A week later, Google opposed the motion to amend Epic's and Match's complaints. A few hours ago, Epic and Match responded to Google's opposition:
Epic Games, Inc.'s and Match Group, LLC et al.'s Reply in Support of Motion to Amend Complaints
The dispute over the motion to amend the complaints has three parts:
Google claims to be prejudiced because it didn't know during discovery that it would later have to defend against an allegation of a per se violation. "Project Hug" was already addressed in Epic's first amended complaint last year, but not as a per se violation. Now, Epic and Match argue that there cannot be prejudice given that "the per se claims are even simpler, requiring less factual development than a rule of reason claim."
I can see two potential issues. First, Google may argue that the questions on which a per se claim turns are not a true subset of those of a rule-of-reason claim. Second, even if they were, Google had time limits during those depositions and might have set different priorities.

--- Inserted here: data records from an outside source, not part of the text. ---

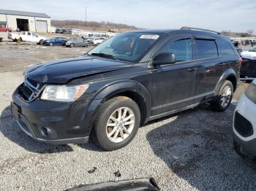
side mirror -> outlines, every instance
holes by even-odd
[[[175,62],[175,54],[162,52],[158,53],[158,55],[154,58],[153,65],[157,66],[159,65],[171,64]]]

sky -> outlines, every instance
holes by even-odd
[[[43,12],[52,19],[109,21],[144,28],[192,26],[256,34],[252,0],[1,0],[3,9]]]

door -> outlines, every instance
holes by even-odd
[[[216,39],[195,36],[194,45],[194,65],[197,73],[195,96],[197,102],[201,102],[214,94],[214,88],[228,64],[219,58]]]
[[[192,63],[190,34],[172,35],[157,52],[176,55],[176,63],[153,69],[151,115],[176,110],[195,104],[197,71]]]
[[[36,20],[37,32],[47,33],[47,21],[46,20]]]

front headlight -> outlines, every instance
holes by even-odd
[[[41,99],[65,102],[74,101],[81,96],[88,87],[89,85],[47,85],[42,92]]]
[[[245,91],[245,95],[249,100],[256,104],[256,85],[254,83],[250,84]]]

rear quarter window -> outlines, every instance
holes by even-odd
[[[218,50],[214,40],[195,39],[195,59],[218,57]]]
[[[217,45],[219,56],[226,57],[235,55],[235,52],[228,42],[225,40],[218,40]]]

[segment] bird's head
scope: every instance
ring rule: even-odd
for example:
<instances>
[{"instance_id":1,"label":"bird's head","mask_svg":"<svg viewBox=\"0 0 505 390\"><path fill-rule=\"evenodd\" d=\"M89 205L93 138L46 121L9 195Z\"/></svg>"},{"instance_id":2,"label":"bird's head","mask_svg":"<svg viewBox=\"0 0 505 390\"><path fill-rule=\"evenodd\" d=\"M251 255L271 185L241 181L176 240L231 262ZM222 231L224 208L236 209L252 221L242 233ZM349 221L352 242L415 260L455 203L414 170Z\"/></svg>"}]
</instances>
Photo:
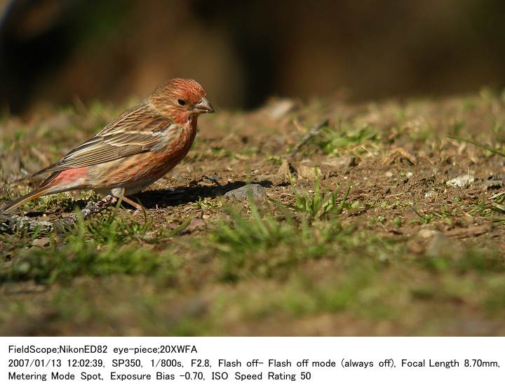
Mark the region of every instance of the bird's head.
<instances>
[{"instance_id":1,"label":"bird's head","mask_svg":"<svg viewBox=\"0 0 505 390\"><path fill-rule=\"evenodd\" d=\"M158 112L181 123L201 114L214 112L206 91L190 79L173 79L161 84L148 101Z\"/></svg>"}]
</instances>

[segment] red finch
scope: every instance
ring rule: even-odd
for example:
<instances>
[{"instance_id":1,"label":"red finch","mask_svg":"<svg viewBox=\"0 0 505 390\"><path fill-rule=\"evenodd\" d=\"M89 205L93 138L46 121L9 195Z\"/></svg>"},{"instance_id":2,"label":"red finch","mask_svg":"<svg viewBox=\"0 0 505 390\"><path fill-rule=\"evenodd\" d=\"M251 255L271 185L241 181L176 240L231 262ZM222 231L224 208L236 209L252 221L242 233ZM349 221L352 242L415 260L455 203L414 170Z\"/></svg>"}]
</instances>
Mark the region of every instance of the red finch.
<instances>
[{"instance_id":1,"label":"red finch","mask_svg":"<svg viewBox=\"0 0 505 390\"><path fill-rule=\"evenodd\" d=\"M36 173L51 175L4 211L75 189L111 194L140 208L125 196L142 191L186 156L196 135L198 115L214 112L206 95L194 80L174 79L162 84L58 163Z\"/></svg>"}]
</instances>

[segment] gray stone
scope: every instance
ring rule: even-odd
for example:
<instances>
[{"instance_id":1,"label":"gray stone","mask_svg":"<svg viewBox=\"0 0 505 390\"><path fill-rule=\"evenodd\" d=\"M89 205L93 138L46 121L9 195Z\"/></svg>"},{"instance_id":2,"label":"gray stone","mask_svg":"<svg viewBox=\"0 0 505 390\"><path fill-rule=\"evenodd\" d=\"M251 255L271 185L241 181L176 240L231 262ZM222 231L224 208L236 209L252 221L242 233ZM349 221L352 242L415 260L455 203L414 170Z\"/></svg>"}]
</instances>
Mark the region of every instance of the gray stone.
<instances>
[{"instance_id":1,"label":"gray stone","mask_svg":"<svg viewBox=\"0 0 505 390\"><path fill-rule=\"evenodd\" d=\"M447 180L446 184L453 188L466 188L473 182L475 182L475 177L467 174Z\"/></svg>"},{"instance_id":2,"label":"gray stone","mask_svg":"<svg viewBox=\"0 0 505 390\"><path fill-rule=\"evenodd\" d=\"M238 201L247 201L250 197L256 201L267 196L264 189L260 184L248 184L224 194L224 197Z\"/></svg>"}]
</instances>

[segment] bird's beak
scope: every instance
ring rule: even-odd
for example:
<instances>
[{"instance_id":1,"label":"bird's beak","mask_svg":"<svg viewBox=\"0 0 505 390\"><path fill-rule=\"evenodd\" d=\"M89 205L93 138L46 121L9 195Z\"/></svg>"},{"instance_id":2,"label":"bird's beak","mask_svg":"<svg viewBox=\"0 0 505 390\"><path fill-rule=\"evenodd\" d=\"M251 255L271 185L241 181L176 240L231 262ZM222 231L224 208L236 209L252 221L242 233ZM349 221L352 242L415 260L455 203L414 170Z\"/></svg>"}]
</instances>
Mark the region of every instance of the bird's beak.
<instances>
[{"instance_id":1,"label":"bird's beak","mask_svg":"<svg viewBox=\"0 0 505 390\"><path fill-rule=\"evenodd\" d=\"M193 111L198 114L212 114L214 112L214 107L207 99L202 98L201 100L194 106Z\"/></svg>"}]
</instances>

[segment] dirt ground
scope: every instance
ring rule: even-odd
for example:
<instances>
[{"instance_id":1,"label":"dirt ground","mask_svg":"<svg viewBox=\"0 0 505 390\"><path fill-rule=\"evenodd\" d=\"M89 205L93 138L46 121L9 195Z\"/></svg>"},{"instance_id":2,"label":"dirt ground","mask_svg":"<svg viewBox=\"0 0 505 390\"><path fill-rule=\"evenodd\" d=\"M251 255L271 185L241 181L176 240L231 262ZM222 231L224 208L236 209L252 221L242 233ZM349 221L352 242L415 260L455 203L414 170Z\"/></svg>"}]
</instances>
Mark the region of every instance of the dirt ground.
<instances>
[{"instance_id":1,"label":"dirt ground","mask_svg":"<svg viewBox=\"0 0 505 390\"><path fill-rule=\"evenodd\" d=\"M4 114L0 205L127 105ZM145 215L1 234L0 334L505 335L505 159L461 140L502 152L505 95L274 99L198 124L138 196ZM264 193L227 194L248 183ZM96 200L18 213L51 222Z\"/></svg>"}]
</instances>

While I think Epic and Match should be allowed to amend their complaints, I've said before that maybe some limited additional discovery should be granted to Google.

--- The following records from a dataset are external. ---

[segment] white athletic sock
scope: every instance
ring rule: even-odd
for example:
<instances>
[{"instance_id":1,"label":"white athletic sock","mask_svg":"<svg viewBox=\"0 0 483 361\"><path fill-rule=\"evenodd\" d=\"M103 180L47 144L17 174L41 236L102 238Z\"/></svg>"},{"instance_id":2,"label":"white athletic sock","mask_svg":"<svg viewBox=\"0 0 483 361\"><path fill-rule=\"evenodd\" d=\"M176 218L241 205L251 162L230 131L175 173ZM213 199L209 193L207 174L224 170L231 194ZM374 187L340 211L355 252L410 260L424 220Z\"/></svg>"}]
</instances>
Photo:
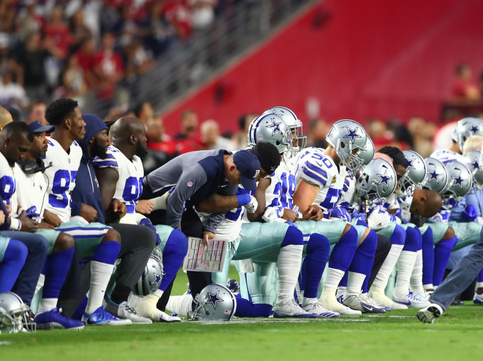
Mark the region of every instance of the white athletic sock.
<instances>
[{"instance_id":1,"label":"white athletic sock","mask_svg":"<svg viewBox=\"0 0 483 361\"><path fill-rule=\"evenodd\" d=\"M44 283L45 282L45 275L43 274L40 274L39 276L39 280L37 281L37 285L35 286L35 293L37 293L40 289L44 287Z\"/></svg>"},{"instance_id":2,"label":"white athletic sock","mask_svg":"<svg viewBox=\"0 0 483 361\"><path fill-rule=\"evenodd\" d=\"M414 262L410 282L411 291L415 295L424 293L423 287L423 250L416 252L416 260Z\"/></svg>"},{"instance_id":3,"label":"white athletic sock","mask_svg":"<svg viewBox=\"0 0 483 361\"><path fill-rule=\"evenodd\" d=\"M408 294L409 282L416 260L416 252L403 251L397 260L397 275L396 276L396 285L394 288L393 297L399 297Z\"/></svg>"},{"instance_id":4,"label":"white athletic sock","mask_svg":"<svg viewBox=\"0 0 483 361\"><path fill-rule=\"evenodd\" d=\"M39 305L39 309L36 315L40 315L42 312L48 312L57 307L56 298L43 298Z\"/></svg>"},{"instance_id":5,"label":"white athletic sock","mask_svg":"<svg viewBox=\"0 0 483 361\"><path fill-rule=\"evenodd\" d=\"M346 291L347 291L347 287L341 287L340 286L339 286L339 287L337 288L337 297L338 297L340 295L342 295L343 293L345 293Z\"/></svg>"},{"instance_id":6,"label":"white athletic sock","mask_svg":"<svg viewBox=\"0 0 483 361\"><path fill-rule=\"evenodd\" d=\"M102 306L106 288L112 274L114 265L97 261L91 261L91 288L86 313L91 314Z\"/></svg>"},{"instance_id":7,"label":"white athletic sock","mask_svg":"<svg viewBox=\"0 0 483 361\"><path fill-rule=\"evenodd\" d=\"M289 244L280 248L277 259L278 293L276 306L288 304L293 298L293 291L300 272L303 249L301 244Z\"/></svg>"},{"instance_id":8,"label":"white athletic sock","mask_svg":"<svg viewBox=\"0 0 483 361\"><path fill-rule=\"evenodd\" d=\"M341 282L341 280L344 277L344 273L345 272L341 269L328 267L327 277L326 277L326 283L324 284L323 292L326 287L337 290L337 287L339 287L339 284Z\"/></svg>"},{"instance_id":9,"label":"white athletic sock","mask_svg":"<svg viewBox=\"0 0 483 361\"><path fill-rule=\"evenodd\" d=\"M188 313L191 311L193 296L191 295L171 296L166 304L166 309L174 312L178 316L188 317Z\"/></svg>"},{"instance_id":10,"label":"white athletic sock","mask_svg":"<svg viewBox=\"0 0 483 361\"><path fill-rule=\"evenodd\" d=\"M362 289L362 284L366 275L357 272L349 272L347 277L347 293L355 293L360 295Z\"/></svg>"},{"instance_id":11,"label":"white athletic sock","mask_svg":"<svg viewBox=\"0 0 483 361\"><path fill-rule=\"evenodd\" d=\"M386 256L382 265L381 266L381 268L376 275L376 278L374 279L374 282L372 283L373 286L383 289L386 288L389 277L392 273L392 270L396 264L396 262L397 261L399 255L401 254L403 247L404 245L403 244L391 245L389 253Z\"/></svg>"}]
</instances>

As for the delay that Google alleged, Epic and Match want to refocus the discussion: their proposed amended complaints "were filed over eight months before trial, leaving ample time and opportunity for Google to defend against them." Also, "Match just entered the case in May and did not gain access to Google’s materials until almost two months later." Google may still have an argument that Epic could have brought the amendment sooner, but normally such amendments are allowed and "[d]elay alone is not a sufficient basis to deny" such a motion. It just takes a showing of "good cause"--which is a bit of a hurdle, but not a sky-high one.

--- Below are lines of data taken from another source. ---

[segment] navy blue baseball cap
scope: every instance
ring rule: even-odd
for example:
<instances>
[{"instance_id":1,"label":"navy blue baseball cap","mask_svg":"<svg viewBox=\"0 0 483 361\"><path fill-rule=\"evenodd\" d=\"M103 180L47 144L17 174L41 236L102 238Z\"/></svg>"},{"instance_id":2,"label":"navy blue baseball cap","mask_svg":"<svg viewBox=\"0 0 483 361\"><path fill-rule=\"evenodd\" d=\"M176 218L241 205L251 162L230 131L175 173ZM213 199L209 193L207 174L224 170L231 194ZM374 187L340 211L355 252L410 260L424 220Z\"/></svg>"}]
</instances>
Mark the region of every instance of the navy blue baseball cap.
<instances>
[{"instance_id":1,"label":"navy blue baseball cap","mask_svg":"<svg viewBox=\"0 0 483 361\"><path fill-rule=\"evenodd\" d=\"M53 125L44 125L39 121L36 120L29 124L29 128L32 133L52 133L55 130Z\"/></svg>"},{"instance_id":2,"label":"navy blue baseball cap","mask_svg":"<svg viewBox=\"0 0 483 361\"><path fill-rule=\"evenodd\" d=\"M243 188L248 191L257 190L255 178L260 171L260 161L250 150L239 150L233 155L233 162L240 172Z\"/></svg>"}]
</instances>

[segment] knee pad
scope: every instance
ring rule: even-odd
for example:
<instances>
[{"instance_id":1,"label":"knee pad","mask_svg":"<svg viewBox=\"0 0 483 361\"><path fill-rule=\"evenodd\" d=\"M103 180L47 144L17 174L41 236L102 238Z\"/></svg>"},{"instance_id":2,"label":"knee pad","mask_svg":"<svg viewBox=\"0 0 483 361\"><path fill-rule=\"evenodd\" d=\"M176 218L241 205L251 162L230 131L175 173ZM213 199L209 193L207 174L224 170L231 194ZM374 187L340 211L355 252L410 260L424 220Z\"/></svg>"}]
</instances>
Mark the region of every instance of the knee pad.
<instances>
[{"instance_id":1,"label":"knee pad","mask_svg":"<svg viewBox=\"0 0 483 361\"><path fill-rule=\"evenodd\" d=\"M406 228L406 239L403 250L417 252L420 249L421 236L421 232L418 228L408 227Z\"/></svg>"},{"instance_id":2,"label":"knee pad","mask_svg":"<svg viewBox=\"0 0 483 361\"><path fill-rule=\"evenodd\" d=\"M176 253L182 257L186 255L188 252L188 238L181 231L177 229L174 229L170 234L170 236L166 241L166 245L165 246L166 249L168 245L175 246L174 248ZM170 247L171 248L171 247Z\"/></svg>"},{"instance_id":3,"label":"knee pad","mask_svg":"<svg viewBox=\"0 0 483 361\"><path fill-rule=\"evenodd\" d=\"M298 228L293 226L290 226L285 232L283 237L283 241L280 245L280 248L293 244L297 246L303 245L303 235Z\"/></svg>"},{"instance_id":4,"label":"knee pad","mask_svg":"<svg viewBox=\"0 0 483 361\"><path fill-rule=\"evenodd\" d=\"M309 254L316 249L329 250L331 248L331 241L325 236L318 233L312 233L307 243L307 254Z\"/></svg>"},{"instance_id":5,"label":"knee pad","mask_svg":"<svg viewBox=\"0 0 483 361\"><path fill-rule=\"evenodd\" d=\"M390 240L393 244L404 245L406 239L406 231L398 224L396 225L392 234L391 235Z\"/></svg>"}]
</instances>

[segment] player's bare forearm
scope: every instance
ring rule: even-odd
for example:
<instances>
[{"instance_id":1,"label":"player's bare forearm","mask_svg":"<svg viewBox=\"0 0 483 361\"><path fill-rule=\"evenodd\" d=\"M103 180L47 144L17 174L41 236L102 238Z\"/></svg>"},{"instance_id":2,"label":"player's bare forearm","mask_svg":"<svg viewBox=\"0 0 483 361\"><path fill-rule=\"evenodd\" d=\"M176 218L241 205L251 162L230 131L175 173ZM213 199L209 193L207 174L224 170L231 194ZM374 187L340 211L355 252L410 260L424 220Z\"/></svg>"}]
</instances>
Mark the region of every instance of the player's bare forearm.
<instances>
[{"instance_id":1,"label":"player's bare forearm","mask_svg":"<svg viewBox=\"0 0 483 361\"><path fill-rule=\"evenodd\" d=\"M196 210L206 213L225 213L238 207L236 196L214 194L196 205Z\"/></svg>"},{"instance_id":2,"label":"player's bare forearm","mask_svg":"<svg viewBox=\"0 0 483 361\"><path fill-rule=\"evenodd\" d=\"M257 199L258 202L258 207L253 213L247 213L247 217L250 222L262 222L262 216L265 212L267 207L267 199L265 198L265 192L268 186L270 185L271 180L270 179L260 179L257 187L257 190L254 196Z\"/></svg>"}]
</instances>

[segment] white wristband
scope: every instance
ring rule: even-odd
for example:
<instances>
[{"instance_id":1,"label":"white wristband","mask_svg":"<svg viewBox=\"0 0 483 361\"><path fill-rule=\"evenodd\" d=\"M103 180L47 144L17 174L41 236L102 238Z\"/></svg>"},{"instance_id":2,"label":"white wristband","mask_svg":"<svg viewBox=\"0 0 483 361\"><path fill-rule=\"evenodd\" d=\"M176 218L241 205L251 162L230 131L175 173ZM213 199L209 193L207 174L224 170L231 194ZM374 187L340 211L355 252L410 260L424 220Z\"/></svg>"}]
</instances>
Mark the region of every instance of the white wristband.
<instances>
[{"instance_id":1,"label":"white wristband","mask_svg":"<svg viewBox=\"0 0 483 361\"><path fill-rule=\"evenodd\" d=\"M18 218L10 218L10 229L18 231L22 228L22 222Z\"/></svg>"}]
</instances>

Epic and Match reject Google's assertion that the per se claims are futile. They say that there are factual issues involved that need to go to trial, and given that a motion to dismiss would be premature, an opposition to a motion to amend the complaints can't succeed either.
Unless Judge James Donato reschedules the hearing or decides to just take the matter under submission (i.e., if he rules without a hearing), there will be a motion hearing in San Francisco on November 17.
While it's not likely to be outcome-determinative, I agree with footnote 7, which explains why it's "off the point" to compare "Project Hug" to Epic's exclusivity agreements for certain game titles to be offered (for certain periods) only by the Epic Games Store. The Epic Games Store runs on platforms where there are no limits on game distribution. The question on those platforms (such as Windows) is not whether game developers set up their own store or promote "sideloading" (direct downloads).
Finally, Epic and Match respond to Apple's "vertical" argument (that game makers provide an input to the Google Play Store as opposed to being horizontal competitors) with what I expected. In my commentary on Google's opposition brief I noted that it doesn't matter whether a (potential) horizontal competitor also has a vertical relationship with the defendant. Epic and Match give the following example: "[I]t would be just as unlawful for Intel to agree with a competing chip supplier like AMD not to compete in the supply of a certain type of chip as it would be for Intel to agree with a customer like Dell or Acer not to compete in the supply of that chip."